Tuesday, May 31, 2005

The Conservative Bookshelf

I recently bought a copy of Chilton Williamson's The Conservative Bookshelf: Essential Works That Impact Today's Conservative Thinkers. It is my favorite kind of book -- the kind you don't have to read all at once, or in order. It is a collection of essays about 50 conservative books that Williamson has selected. Williamson was book editor at National Review until he moved up to Chronicles a while back.

The book includes many titles that you would expect in such a collection including Witness by Whittaker Chambers, The Conservative Mind by Russell Kirk and The Road to Serfdom by Friederich A. Hayek. Add to that, what Thomas Fleming calls a "rascally set of novelists and essayists -- Ernest Hemingway, Edward Abbey, William Faulkner, Edmund Wilson and Aldous Huxley -- few of whom ever thought of themselves as conservatives."

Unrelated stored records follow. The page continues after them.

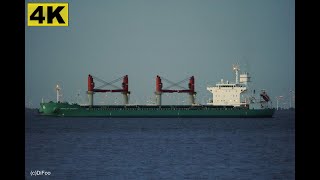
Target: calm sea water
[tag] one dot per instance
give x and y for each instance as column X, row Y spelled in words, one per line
column 168, row 148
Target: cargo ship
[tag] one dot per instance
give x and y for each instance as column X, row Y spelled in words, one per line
column 229, row 100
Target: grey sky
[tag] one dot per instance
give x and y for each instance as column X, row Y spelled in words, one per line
column 171, row 38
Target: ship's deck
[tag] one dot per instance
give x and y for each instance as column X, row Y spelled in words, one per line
column 162, row 107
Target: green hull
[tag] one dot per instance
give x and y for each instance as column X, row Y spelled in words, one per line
column 75, row 110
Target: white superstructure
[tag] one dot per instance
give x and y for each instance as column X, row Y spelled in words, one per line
column 230, row 94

A symposium in the February Chronicles includes comments from Fleming and others better qualified than me to determine who should be included in a conservative canon. They were generally critical of the inclusion of Ann Coulter. Coulter and her allies would do well to read Williamson's comments on her brand of conservatism:
A nation of gods, apparently, is entitled by its power to war against anyone it can beat, reconstruct the world politically in accordance with its own beliefs and institutions, admit one-half of the world and support the other half from its largesse -- and be rewarded by the cooperative interference of the God above all gods! This attitude represents liberalism raised to the power of Jacobinism; but Coulter will not see it. Hating liberals as she does, she cannot perceive when a variety of liberal (the anti-imperial kind) is right -- albeit for all the wrong reasons, or even by accident.